So that all happens because importlib does an atomic write of the file which uses os.replace(): http://hg.python.org/cpython/file/83d70dd58fef/Lib/importlib/_bootstrap.py#l121 .

Unless there is some way that I can't think of to have the atomic write still exist but not change the type of file it replaces I am still not willing to revert my change just for this use case. There should be a single implementation of bytecode file generation and py_compile (along with compileall) should be nothing more than convenience modules for forcing the generation of those files under the same semantics as if they were done as a side-effect of importing some source code.

> Unless there is some way that I can't think of to have the atomic write 
> still exist but not change the type of file it replaces

How about using the `mode` to write_atomic?
(which, incidentally, is already used to mirror the .py file's permissions in SourceFileLoader._cache_bytecode)

Use the mode how exactly? I mean isn't the problem the os.replace() call and not os.open() on the source file?

> Use the mode how exactly? I mean isn't the problem the os.replace()
> call and not os.open() on the source file?

If you want to reproduce the original file's access rights, you have to
pass the right mode flags to os.open().
Of course, this won't recreate symlinks and the like. But I don't think
we can do something for that anyway, since we want to replace to happen
automatically. People who like to have symlinks for their pyc files
probably have their own custom scripts to create pyc files, so they
should just re-use them.

> Of course, this won't recreate symlinks and the like. But I don't think
> we can do something for that anyway, since we want to replace to happen
> automatically.

I meant: we want the replace to happen atomically :-)

I think Arfever is more frustrated by the os.replace() call than the permissions.

Ah, right. Well, there would be an argument not to use os.replace() in py_compile, since it's an offline processing step which generally shouldn't race with another (online) processing step.

Still, I wonder what the use case is (apart from the /dev/null case for which the answer is simply "don't do it" :-)).
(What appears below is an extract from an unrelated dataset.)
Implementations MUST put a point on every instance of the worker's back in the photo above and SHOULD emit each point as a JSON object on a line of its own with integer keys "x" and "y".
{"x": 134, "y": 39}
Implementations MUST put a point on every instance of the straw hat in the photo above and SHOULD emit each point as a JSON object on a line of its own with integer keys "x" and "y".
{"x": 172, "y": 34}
Exactly, and I don't want to have to slice up the internal API anymore in order to support this edge case which I don't think is important enough to support.
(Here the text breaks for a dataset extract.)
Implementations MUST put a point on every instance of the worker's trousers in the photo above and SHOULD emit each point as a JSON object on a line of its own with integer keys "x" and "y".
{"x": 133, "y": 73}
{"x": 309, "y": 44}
New changeset 55806d234653 by Brett Cannon in branch 'default':
Issue #17222: Document that py_compile now uses importlib for its file
http://hg.python.org/cpython/rev/55806d234653

Antoine says:

> Ah, right. Well, there would be an argument not to use os.replace() in 
> py_compile, since it's an offline processing step which generally 
> shouldn't race with another (online) processing step.

But I think that's not necessarily true.

http://mail.python.org/pipermail/python-dev/2013-May/126241.html

> > Ah, right. Well, there would be an argument not to use os.replace() in 
> > py_compile, since it's an offline processing step which generally 
> > shouldn't race with another (online) processing step.
> 
> But I think that's not necessarily true.
> 
> http://mail.python.org/pipermail/python-dev/2013-May/126241.html

Ha :) Then you know which kind of patch you have to try.

Can someone confirm the answer to Arfrever's original question: a seemingly innocent use case of py_compile.compile(), which works fine until Python 3.3, when executed as root, can in Python 3.4 fundamentally break down a complete Posix system in a non-obvious way?

Yes, the switch to renaming can change behaviour in some corner cases (I say "corner cases" because the expected situation is to have your pyc files be regular files, not symlinks or character devices). Python is certainly not the only application where you can bust /dev/null by specifying it as target location.

Mutating a file in place is a source of unpredictable issues with concurrent access of the file being written to, which is why it was changed to renaming. I think the class of issues which was solved (presumably) is much more important than the use case of compiling to /dev/null.

As for symlinks, I'd naively expect breaking symlinks to be a feature, but YMMV.

My point is that in five years' time some existing well-tested sysadmin-like program will be run with Python 3.4 for the first time, and suddenly whole systems will break.  I don't want to sound negative but this is the worst behavior ever (with the possible exception of programs that do bad things beyond your own system, like viruses).  Please at least crash with an exception instead: add one easy check to py_compile.compile() and complain if cfile points to an existing non-regular file.

I fixed syntax sanity check in Portage (package manager in Gentoo) to avoid breaking system. This sanity check is always run during upgrade of Portage itself.
http://git.overlays.gentoo.org/gitweb/?p=proj/portage.git;a=commitdiff;h=e8d1337b5936ee058872d25f21b914e96bcbf677

> I fixed syntax sanity check in Portage (package manager in Gentoo) to
> avoid breaking system. This sanity check is always run during
> upgrade of Portage itself.

Well, we could add a dedicated function for sanity checking, then.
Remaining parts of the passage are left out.